Regulatory toxicology is involved with the prediction of human risk and with regulatory approaches to limit such ‘assumed/predicted’ risks to humans. This is a very particular form of science, in that it deals mostly not with facts (concerning human hazard), but with assumptions and predictions derived from models. For most compounds, the human hazard is (fortunately!) not known. The art of predictive toxicology lies in its construction of an intricate web of cross-relationships, to anchor the assumed human hazard to sets of real data. Animal experiments are to date the most important source of such data. A key question of the discipline is: how can we get information on the appropriateness of these data as anchor point for the toxicological ‘spider net’ of cross-references and extrapolations? ‘The proof of the pudding is the eating’, that is, human data are needed to control the validity of the prediction network.

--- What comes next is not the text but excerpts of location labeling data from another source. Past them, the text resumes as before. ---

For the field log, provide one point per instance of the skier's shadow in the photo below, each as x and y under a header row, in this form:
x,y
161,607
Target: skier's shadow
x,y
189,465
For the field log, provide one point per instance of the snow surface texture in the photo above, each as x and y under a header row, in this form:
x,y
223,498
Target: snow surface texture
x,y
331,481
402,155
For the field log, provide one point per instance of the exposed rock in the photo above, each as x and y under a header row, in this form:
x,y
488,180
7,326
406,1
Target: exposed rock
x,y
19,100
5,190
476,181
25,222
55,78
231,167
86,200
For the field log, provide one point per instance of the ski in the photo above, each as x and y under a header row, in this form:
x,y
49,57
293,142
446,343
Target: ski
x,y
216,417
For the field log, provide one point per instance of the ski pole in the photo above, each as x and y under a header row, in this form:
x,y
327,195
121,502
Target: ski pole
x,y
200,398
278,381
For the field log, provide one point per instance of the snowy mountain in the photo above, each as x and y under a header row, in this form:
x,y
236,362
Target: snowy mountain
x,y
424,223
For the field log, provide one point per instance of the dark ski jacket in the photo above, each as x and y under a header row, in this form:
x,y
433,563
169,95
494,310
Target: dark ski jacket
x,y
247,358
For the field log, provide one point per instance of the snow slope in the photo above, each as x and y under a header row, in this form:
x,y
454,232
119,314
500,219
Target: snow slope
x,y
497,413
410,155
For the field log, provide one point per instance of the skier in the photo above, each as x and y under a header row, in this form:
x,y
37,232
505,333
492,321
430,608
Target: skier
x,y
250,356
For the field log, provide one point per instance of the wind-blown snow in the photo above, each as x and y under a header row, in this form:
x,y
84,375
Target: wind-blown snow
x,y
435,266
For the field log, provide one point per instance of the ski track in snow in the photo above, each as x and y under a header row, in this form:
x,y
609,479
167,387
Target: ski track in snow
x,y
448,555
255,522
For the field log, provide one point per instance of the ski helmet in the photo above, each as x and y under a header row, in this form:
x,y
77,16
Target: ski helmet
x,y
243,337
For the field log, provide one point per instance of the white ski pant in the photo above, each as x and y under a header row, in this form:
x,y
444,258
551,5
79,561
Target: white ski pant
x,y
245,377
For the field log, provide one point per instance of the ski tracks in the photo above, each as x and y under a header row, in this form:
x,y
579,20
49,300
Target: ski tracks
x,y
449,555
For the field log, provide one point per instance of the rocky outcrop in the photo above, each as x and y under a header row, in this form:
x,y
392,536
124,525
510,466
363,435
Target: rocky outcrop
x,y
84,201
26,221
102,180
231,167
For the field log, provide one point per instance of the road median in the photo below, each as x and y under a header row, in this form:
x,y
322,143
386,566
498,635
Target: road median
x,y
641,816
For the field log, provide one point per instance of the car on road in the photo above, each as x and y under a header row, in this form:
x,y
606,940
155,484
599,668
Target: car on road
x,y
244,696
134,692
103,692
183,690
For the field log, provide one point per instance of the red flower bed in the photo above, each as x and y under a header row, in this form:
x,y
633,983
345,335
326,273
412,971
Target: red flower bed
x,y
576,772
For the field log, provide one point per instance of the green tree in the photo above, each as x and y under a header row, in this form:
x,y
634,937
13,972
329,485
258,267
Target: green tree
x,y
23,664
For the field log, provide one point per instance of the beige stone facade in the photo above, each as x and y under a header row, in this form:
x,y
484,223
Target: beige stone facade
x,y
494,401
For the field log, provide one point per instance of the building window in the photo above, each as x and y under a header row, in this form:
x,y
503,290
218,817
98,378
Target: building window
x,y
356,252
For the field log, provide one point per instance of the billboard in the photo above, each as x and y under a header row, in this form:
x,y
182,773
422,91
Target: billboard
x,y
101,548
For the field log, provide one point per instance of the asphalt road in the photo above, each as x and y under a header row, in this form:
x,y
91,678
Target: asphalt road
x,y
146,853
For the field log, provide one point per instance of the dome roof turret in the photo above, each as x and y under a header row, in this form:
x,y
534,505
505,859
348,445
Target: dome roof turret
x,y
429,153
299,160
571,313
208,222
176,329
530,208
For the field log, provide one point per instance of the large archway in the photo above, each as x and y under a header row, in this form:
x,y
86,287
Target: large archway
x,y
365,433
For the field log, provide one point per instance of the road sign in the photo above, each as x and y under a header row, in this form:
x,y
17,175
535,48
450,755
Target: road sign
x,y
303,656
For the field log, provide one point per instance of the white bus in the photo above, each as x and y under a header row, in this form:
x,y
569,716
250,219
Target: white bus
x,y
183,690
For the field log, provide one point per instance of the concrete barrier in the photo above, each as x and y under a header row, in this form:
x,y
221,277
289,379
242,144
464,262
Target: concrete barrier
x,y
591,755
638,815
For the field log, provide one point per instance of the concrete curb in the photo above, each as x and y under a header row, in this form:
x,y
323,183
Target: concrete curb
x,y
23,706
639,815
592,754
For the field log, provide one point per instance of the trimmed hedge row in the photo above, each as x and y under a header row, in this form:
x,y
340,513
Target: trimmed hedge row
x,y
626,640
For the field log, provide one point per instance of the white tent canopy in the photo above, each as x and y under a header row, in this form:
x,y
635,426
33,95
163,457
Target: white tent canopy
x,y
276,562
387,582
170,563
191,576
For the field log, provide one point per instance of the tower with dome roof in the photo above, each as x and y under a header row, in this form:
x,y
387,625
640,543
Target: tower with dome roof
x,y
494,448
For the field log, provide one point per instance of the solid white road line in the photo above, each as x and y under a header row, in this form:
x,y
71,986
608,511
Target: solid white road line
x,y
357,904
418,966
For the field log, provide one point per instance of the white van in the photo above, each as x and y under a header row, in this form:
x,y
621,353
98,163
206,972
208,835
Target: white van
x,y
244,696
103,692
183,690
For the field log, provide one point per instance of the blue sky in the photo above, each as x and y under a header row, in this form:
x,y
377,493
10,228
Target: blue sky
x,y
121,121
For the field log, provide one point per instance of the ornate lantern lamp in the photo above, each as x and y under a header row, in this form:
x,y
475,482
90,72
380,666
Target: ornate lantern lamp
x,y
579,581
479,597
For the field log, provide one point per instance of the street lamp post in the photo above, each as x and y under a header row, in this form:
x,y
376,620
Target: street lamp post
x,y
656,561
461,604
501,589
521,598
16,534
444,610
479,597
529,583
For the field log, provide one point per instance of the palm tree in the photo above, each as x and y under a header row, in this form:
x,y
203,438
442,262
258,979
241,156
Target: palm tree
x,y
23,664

The evaluation of whether animal experiments provide a solid starting point for the prediction of human hazard can follow two major lines. The first collects evidence from cases of human poisoning. At least for some compounds, this allows a direct comparison of effects on animals and on man. Prominent examples of case studies that suggest poor predictivity are the experience with thalidomide, or with the TG1412 drug candidate, which caused terrible effects in man that had not been predicted from the available animal data (Stebbings et al. 2007). Lack of correlation is also seen the other way around, that is, when rodent data predict cancer for compounds that are safe in man (Gold et al. 2005; Basketter et al. 2012). For some compound classes, there are also positive examples of animal data quantitatively predicting toxicity. However, in many areas of toxicology (for instance in the field of pesticides) such comparative data are hardly available. Moreover, this inductive approach (using individual case studies) does not allow conclusive general statements on the usefulness of animal experiments. Therefore, as a second line, deductive strategies to approach the question have been devised. Such approaches require answers to two types of question. For instance: (a) is there at least one field in which high-quality comparative data can be obtained? (b) can one show, or reasonably assume, that the predictivity of animals for man does not differ fundamentally in different fields of biomedical research? If answers to these questions can be obtained, a third step would be the combination of the answers for deduction of a generalized conclusion.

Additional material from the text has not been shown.